# Hello ya'll



## budandgray (Nov 1, 2004)

I'm Todd, a 35 year old guy trying to take care of 2 crazy, ENERGETIC kittens now about 8 weeks old.

I will probably posting a lot of questions, as I'm at a bit of a loss dealing with "little ones" like Bud and Gray.

These little climbers-runners-biters-scratchers- are a handful in an apartment! I've had them 1 week as of 11-2-04 and would not take $1,000,000 for them!

Can't believe I've become a cat person but I'm glad to be one now.


----------



## kitkat (Sep 22, 2003)

Welcome to the forum Todd. You sound like you've got a handful there, they sound so adorable.

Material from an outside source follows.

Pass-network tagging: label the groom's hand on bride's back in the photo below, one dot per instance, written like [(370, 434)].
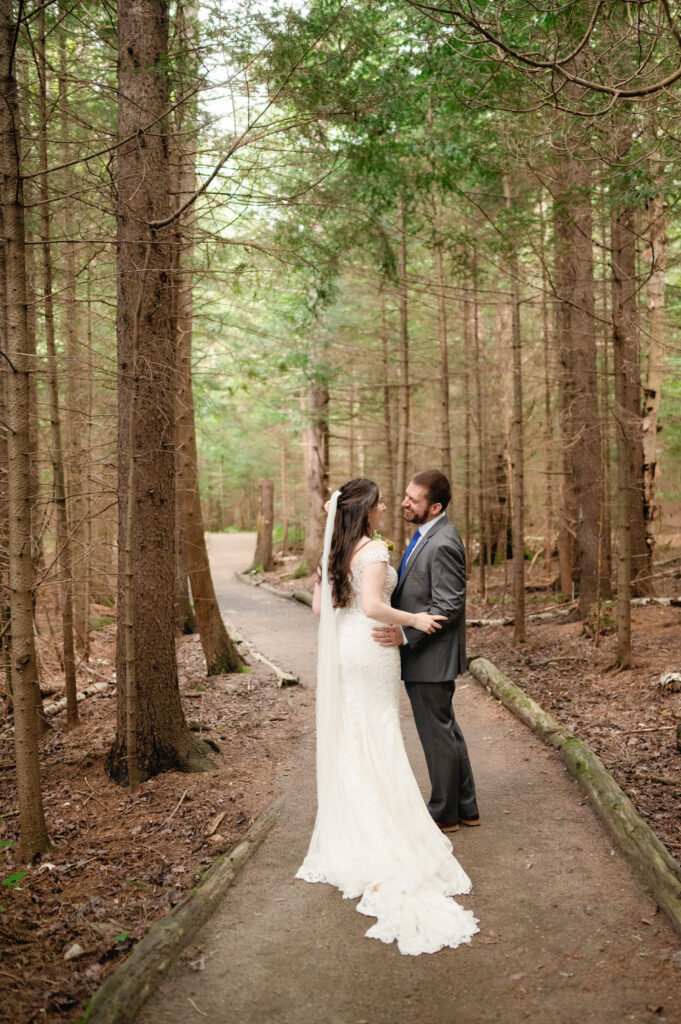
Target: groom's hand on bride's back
[(388, 636)]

Post pictures when you get a chance :wink:


----------



## budandgray (Nov 1, 2004)

They are cute little wild ones, but man...busy, busy, busy kittens!

I've taken some pictures and just need toget them developed and uploaded. May have some I can post within 1 week to 10 days I hope.


----------



## rosalie (Oct 9, 2003)

Welcome to the forums Todd! Kittens are such bundles of energy aren't they..looking forward to the pictures


----------



## Misery (Oct 18, 2004)

Welcome! 










Chris


----------



## Mike (Jan 27, 2004)

Hi Todd! Welcome aboard.

Would you consider taking $1,000,001? :wink:

Peace,
Mike


----------



## Siamese Dream (Oct 29, 2004)

Welcome to the forum Todd cant wait to see pics of your kittys.


----------



## jessamica8 (Aug 17, 2004)

Welcome to the forum! I will also be eagerly awaiting pics!


----------



## budandgray (Nov 1, 2004)

Thanks all...Mike, I better pass on the offer of $1,000,001 ! ha ha


----------



## Lori (Jun 8, 2003)

Welcome Todd! Can't wait to see your kittens.


----------



## Mitts & Tess (Sep 4, 2004)

Welcome Todd to the Forum. We look forward to hearing how you got Bud and Gray and lots of pictures. Time to invest in a digital camera! :lol: :lol: Kittens are so much fun. I bet you cant beleive the bond you have already formed with them.


----------



## budandgray (Nov 1, 2004)

Took some pictures of Bud and Gray the past few days with a film camera. Now to get them developed then put on disk so I can load onto computer.

I sure miss my old Sony digital , never should have sold it. :!:


----------